The Gaussian Error Linear Unit (GELU) is a new neural network activation function that outperforms ReLU and ELU in various tasks. GELU is defined as xΦ(x), where Φ(x) is the standard Gaussian cumulative distribution function. Unlike ReLU, which gates inputs by their sign, GELU weights inputs by their value. The GELU nonlinearity is related to stochastic regularizers and can be viewed as the expectation of a modification to Adaptive Dropout. It is shown that GELU matches or exceeds models with ReLUs or ELUs across tasks in computer vision, natural language processing, and speech recognition.
The GELU is motivated by combining properties from dropout, zoneout, and ReLUs. It is defined as the expected transformation of a stochastic regularizer on an input x, which is xΦ(x). The GELU can be approximated with different formulas, including 0.5x(1 + tanh[√(2/π)(x + 0.044715x³)]) or xσ(1.702x). The GELU is shown to be more robust to noisy inputs and performs well with dropout.
Experiments on various tasks, including MNIST classification, MNIST autoencoding, Twitter POS tagging, TIMIT frame classification, and CIFAR-10/100 classification, show that GELU outperforms ReLU and ELU. In MNIST classification, GELU achieves lower training log loss and higher test accuracy. In MNIST autoencoding, GELU outperforms other nonlinearities. In Twitter POS tagging, GELU achieves a lower test error rate. In TIMIT frame classification, GELU achieves lower test error. In CIFAR-10/100 classification, GELU achieves lower test error.
The GELU is a non-convex, non-monotonic function that is not linear in the positive domain and exhibits curvature at all points. Unlike ReLU and ELU, which are convex and monotonic, GELU can be both negative and positive. The GELU has a probabilistic interpretation as it is the expectation of a stochastic regularizer. It is also shown that GELU can be used with a variety of optimizers and learning rates.

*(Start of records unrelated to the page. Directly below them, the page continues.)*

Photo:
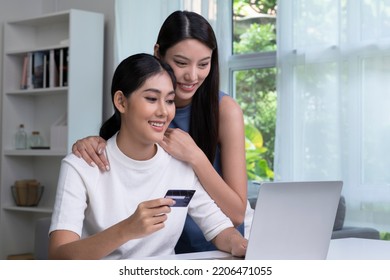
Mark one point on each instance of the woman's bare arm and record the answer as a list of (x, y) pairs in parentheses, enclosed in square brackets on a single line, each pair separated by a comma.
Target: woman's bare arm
[(148, 218)]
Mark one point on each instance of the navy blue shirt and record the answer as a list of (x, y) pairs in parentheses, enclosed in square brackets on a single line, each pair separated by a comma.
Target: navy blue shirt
[(192, 239)]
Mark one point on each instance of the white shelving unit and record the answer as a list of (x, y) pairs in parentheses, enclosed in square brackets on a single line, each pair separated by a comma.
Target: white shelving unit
[(80, 102)]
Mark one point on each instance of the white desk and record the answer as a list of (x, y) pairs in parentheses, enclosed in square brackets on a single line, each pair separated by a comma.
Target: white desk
[(358, 249), (339, 249)]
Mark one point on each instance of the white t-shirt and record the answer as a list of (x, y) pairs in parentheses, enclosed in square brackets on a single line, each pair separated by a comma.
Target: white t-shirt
[(89, 201)]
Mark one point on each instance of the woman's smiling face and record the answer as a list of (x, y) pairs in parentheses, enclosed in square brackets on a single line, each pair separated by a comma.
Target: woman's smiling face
[(191, 61), (149, 110)]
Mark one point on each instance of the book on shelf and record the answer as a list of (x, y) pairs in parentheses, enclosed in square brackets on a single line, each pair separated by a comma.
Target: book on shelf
[(38, 70), (45, 69)]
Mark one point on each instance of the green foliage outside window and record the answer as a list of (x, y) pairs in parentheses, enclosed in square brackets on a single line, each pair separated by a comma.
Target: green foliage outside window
[(256, 88)]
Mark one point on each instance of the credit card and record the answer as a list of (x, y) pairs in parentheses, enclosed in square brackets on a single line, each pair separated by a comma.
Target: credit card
[(182, 197)]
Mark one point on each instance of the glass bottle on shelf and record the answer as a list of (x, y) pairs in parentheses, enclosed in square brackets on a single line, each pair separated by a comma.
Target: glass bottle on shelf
[(21, 138), (35, 140)]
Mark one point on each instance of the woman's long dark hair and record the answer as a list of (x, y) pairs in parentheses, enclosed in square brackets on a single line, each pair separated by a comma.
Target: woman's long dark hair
[(181, 25), (130, 75)]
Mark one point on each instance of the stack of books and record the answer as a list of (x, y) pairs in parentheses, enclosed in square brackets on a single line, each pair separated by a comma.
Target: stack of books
[(45, 69)]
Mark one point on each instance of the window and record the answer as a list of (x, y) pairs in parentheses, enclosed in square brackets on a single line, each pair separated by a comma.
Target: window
[(252, 68), (333, 100)]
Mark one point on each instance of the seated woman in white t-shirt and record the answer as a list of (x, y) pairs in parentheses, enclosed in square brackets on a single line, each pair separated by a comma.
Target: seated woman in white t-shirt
[(131, 218)]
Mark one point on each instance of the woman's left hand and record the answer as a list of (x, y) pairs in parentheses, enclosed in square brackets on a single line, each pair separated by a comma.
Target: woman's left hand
[(179, 144)]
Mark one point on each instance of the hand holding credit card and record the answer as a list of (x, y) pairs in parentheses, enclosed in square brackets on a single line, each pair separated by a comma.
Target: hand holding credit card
[(182, 197)]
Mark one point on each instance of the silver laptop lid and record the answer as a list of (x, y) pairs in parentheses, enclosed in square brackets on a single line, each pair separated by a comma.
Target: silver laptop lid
[(293, 220)]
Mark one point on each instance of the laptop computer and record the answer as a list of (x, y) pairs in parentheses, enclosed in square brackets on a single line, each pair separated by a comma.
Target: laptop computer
[(293, 220)]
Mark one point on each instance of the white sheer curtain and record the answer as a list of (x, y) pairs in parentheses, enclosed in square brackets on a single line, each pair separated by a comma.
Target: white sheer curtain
[(334, 100)]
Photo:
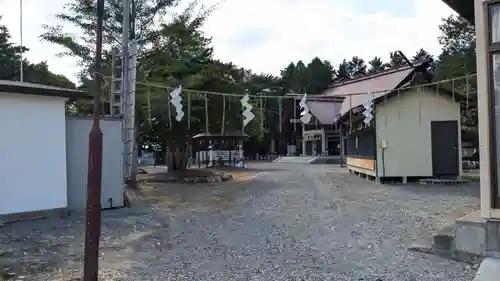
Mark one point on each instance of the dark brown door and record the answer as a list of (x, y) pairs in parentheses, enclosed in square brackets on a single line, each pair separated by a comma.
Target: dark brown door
[(444, 141)]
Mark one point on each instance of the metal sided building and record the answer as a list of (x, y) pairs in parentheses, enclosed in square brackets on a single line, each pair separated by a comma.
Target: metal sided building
[(414, 132)]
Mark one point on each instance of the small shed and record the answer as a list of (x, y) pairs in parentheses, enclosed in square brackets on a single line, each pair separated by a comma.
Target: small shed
[(33, 149), (415, 132)]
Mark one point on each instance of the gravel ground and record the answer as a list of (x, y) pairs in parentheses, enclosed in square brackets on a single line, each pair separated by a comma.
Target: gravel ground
[(295, 222)]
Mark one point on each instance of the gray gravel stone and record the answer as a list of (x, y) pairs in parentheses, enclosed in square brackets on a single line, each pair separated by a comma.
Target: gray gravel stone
[(300, 222)]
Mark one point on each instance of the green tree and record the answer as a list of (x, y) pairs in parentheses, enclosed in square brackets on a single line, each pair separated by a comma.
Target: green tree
[(10, 58), (377, 65), (458, 59), (396, 60), (344, 71), (81, 14), (358, 67), (320, 75)]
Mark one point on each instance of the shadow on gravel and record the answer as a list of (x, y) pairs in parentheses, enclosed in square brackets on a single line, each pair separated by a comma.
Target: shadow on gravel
[(471, 190)]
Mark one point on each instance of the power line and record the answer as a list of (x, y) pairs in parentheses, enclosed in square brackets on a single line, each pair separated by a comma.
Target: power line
[(312, 98)]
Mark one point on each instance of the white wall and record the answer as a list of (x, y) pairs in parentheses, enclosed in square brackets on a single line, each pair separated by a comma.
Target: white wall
[(77, 157), (32, 153), (405, 123)]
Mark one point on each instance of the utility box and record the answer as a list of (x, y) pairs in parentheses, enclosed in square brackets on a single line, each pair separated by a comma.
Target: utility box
[(77, 145)]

The GELU has been widely adopted in state-of-the-art Transformers, becoming the default activation function. The GELU has also been recognized as the original source of the idea, with proper credit given to the original work. The GELU is a viable alternative to previous nonlinearities and has shown consistent performance across various tasks.The Gaussian Error Linear Unit (GELU) is a new neural network activation function that outperforms ReLU and ELU in various tasks. GELU is defined as xΦ(x), where Φ(x) is the standard Gaussian cumulative distribution function. Unlike ReLU, which gates inputs by their sign, GELU weights inputs by their value. The GELU nonlinearity is related to stochastic regularizers and can be viewed as the expectation of a modification to Adaptive Dropout. It is shown that GELU matches or exceeds models with ReLUs or ELUs across tasks in computer vision, natural language processing, and speech recognition.
The GELU is motivated by combining properties from dropout, zoneout, and ReLUs. It is defined as the expected transformation of a stochastic regularizer on an input x, which is xΦ(x). The GELU can be approximated with different formulas, including 0.5x(1 + tanh[√(2/π)(x + 0.044715x³)]) or xσ(1.702x). The GELU is shown to be more robust to noisy inputs and performs well with dropout.

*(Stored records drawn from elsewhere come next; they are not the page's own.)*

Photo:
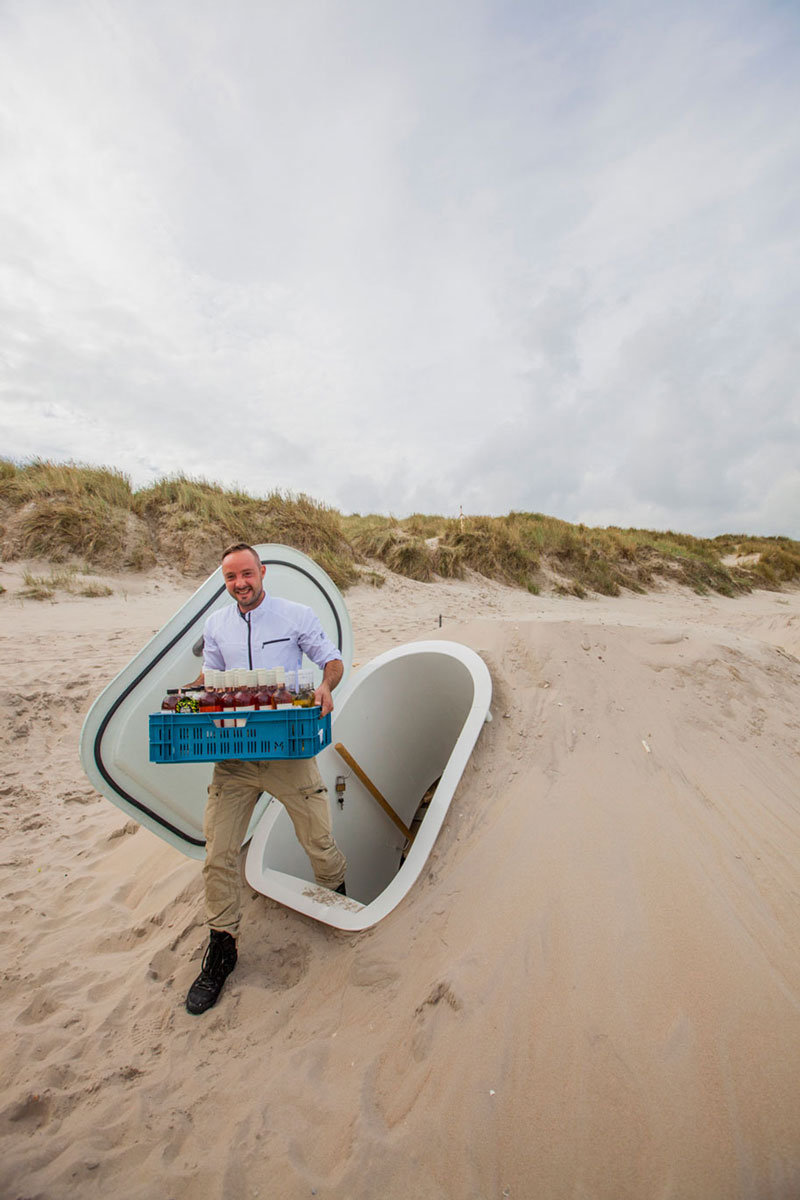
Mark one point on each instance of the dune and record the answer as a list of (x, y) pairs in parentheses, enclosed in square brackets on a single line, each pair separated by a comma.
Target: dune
[(593, 990)]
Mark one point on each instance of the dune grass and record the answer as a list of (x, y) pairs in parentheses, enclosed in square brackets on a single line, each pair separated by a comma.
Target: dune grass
[(67, 511)]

Experiments on various tasks, including MNIST classification, MNIST autoencoding, Twitter POS tagging, TIMIT frame classification, and CIFAR-10/100 classification, show that GELU outperforms ReLU and ELU. In MNIST classification, GELU achieves lower training log loss and higher test accuracy. In MNIST autoencoding, GELU outperforms other nonlinearities. In Twitter POS tagging, GELU achieves a lower test error rate. In TIMIT frame classification, GELU achieves lower test error. In CIFAR-10/100 classification, GELU achieves lower test error.

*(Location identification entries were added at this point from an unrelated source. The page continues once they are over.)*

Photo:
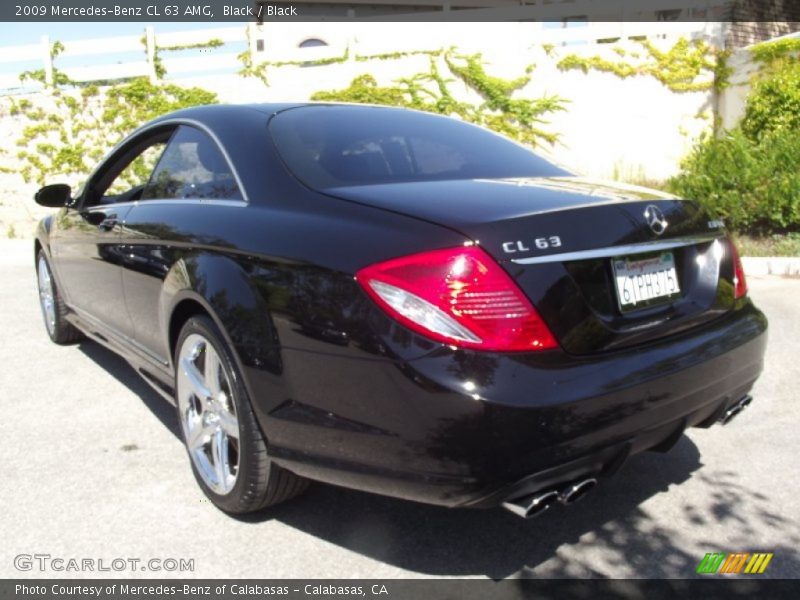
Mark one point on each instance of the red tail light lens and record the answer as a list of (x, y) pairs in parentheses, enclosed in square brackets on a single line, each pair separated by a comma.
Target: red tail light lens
[(739, 282), (458, 296)]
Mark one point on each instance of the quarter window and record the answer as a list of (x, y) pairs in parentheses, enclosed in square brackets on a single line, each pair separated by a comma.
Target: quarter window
[(192, 166)]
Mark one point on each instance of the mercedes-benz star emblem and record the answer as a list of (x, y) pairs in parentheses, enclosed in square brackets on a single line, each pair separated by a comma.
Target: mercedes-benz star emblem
[(655, 219)]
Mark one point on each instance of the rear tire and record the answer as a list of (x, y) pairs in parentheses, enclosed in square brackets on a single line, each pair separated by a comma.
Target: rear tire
[(226, 448), (53, 308)]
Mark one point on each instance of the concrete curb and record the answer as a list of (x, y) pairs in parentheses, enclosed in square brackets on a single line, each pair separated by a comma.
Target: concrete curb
[(785, 266)]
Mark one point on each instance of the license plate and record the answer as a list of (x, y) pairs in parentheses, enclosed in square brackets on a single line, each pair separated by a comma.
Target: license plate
[(644, 282)]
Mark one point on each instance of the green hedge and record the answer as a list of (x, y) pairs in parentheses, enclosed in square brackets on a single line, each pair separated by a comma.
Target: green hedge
[(750, 176), (753, 185)]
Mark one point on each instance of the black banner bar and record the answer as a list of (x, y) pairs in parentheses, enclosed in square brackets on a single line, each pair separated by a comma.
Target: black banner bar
[(399, 589), (407, 10)]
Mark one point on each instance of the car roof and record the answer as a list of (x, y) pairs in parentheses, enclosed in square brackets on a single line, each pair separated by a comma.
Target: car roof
[(214, 111)]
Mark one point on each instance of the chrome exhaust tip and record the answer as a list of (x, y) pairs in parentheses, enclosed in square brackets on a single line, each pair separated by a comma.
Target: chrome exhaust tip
[(532, 506), (734, 410), (577, 491)]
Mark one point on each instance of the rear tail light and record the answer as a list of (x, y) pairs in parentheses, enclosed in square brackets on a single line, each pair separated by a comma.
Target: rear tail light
[(458, 296), (739, 282)]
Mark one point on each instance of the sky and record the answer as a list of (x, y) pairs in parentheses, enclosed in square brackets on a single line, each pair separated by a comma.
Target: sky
[(12, 34)]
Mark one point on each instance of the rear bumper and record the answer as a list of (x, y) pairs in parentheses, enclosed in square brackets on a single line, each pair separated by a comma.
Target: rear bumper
[(459, 428)]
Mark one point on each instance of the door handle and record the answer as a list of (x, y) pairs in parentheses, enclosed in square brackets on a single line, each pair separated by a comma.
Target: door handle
[(108, 223)]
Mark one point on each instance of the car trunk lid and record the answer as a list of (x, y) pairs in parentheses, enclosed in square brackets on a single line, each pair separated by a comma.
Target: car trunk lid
[(588, 254)]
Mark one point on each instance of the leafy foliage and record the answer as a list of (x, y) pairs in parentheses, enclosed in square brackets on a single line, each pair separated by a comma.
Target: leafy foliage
[(59, 78), (774, 101), (753, 185), (681, 68), (83, 123), (501, 110), (751, 175), (771, 51)]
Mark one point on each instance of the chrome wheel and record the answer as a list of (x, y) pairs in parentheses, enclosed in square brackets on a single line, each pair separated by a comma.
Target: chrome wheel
[(208, 414), (46, 296)]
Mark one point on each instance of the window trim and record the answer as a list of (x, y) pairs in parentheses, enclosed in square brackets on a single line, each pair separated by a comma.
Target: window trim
[(143, 133), (227, 160)]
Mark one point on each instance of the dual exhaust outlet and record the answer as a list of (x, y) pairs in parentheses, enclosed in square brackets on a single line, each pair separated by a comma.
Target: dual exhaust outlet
[(535, 504), (735, 409)]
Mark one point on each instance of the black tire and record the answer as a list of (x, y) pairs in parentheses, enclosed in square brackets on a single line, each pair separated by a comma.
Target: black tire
[(259, 482), (59, 329)]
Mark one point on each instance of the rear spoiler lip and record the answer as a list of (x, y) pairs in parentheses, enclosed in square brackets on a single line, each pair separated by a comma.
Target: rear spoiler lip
[(623, 250)]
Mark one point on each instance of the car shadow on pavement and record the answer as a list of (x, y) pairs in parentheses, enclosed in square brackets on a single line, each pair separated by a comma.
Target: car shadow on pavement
[(611, 525), (117, 367)]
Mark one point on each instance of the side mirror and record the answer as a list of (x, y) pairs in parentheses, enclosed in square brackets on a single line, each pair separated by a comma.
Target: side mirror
[(54, 196)]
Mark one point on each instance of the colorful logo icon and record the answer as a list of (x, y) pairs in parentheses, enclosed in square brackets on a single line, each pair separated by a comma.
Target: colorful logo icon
[(734, 563)]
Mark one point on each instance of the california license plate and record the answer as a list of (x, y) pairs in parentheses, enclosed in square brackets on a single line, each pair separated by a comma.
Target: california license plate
[(644, 282)]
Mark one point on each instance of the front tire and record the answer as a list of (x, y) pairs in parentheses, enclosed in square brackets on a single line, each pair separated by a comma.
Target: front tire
[(54, 310), (227, 450)]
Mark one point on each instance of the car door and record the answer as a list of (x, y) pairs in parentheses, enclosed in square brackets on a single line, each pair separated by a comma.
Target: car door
[(190, 190), (86, 241)]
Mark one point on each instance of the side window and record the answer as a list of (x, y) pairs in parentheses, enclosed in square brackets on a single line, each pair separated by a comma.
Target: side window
[(130, 175), (192, 166)]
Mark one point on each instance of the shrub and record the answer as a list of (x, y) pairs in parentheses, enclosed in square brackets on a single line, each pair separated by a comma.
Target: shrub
[(753, 185), (750, 176), (774, 102), (83, 123)]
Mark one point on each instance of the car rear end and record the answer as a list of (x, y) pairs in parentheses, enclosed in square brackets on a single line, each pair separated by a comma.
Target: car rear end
[(579, 323)]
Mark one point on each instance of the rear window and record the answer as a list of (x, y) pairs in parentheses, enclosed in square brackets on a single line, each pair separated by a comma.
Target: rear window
[(338, 146)]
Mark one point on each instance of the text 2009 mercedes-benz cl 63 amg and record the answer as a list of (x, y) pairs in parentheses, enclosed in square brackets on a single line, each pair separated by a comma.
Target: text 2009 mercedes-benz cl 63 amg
[(397, 302)]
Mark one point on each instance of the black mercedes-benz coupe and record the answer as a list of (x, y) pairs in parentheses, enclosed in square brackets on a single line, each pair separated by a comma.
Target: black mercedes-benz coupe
[(397, 302)]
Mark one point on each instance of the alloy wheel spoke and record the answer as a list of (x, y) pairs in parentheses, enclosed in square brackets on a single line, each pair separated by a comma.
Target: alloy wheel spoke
[(196, 381), (198, 434), (228, 422), (211, 370), (220, 457)]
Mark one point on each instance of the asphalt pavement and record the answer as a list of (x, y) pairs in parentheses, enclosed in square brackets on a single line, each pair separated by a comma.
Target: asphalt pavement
[(92, 468)]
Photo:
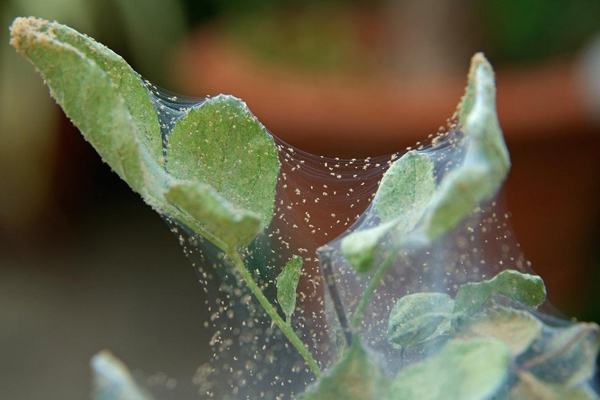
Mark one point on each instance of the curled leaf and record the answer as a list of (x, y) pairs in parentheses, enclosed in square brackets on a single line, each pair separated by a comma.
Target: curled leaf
[(218, 145), (486, 162), (89, 97), (353, 377), (517, 329), (526, 289), (205, 211), (463, 370), (569, 357), (287, 284), (400, 202), (221, 144), (419, 317)]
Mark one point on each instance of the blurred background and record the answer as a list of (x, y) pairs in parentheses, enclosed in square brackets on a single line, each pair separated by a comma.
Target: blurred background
[(85, 265)]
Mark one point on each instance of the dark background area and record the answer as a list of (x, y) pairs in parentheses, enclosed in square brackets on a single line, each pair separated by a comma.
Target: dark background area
[(85, 265)]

The GELU is a non-convex, non-monotonic function that is not linear in the positive domain and exhibits curvature at all points. Unlike ReLU and ELU, which are convex and monotonic, GELU can be both negative and positive. The GELU has a probabilistic interpretation as it is the expectation of a stochastic regularizer. It is also shown that GELU can be used with a variety of optimizers and learning rates.
The GELU has been widely adopted in state-of-the-art Transformers, becoming the default activation function. The GELU has also been recognized as the original source of the idea, with proper credit given to the original work. The GELU is a viable alternative to previous nonlinearities and has shown consistent performance across various tasks.